Lors d’une soirée à Saranda, nous participons à un spectacle de chants polyphoniques et de danses traditionnelles. Le raki, offert par l’Amicale aux musiciens, fait monter d’un cran l’ambiance joyeuse et les dames sont très sollicitées pour danser.20160920_212643

Nous nous levons de bon matin pour découvrir une région considérée comme une des plus belles : la riviéra albanaise. La route est montagneuse, sinueuse, avec des lacets aigus tous les 300m. La vue est magnifique sur la mer Ionienne, les petits villages blancs et quelques forteresses.

Nous avons même participé à une dégustation de vin. Complètement déstructurée pendant la dictature, l’exploitation est reprise par trois frères. Les vins blanc et rouge sont appréciés en Grêce et en Italie, mais les frais de transport sont trop importants pour venir jusqu’en France.

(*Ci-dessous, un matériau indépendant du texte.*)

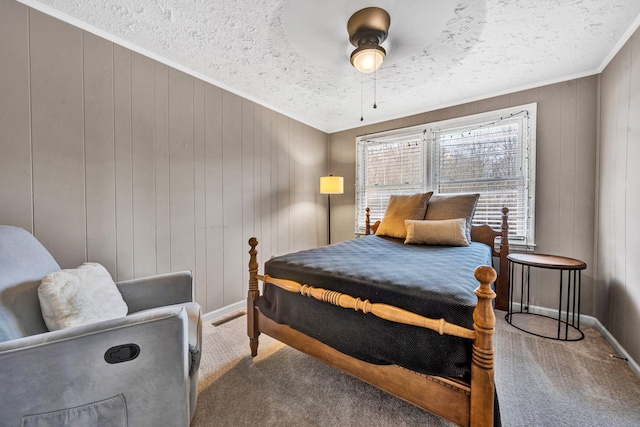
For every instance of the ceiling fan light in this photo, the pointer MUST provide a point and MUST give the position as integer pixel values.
(367, 58)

Le dernier jour, visite panoramique de Tirana. S’il existe encore des blocs d’immeubles communistes hideux et sales, la ville moderne est composée d’immeubles peints et multicolores et de larges avenues bordées d’arbres. Grace à Altin, la visite au musée national d’histoire est passionnante et occupe toute notre matinée.

Nous garderons  le souvenir de vacances calmes et reposantes entre amis pour découvrir un pays riche en histoire, mais ayant encore beaucoup de problèmes politiques et économiques à résoudre pour envisager un avenir serein.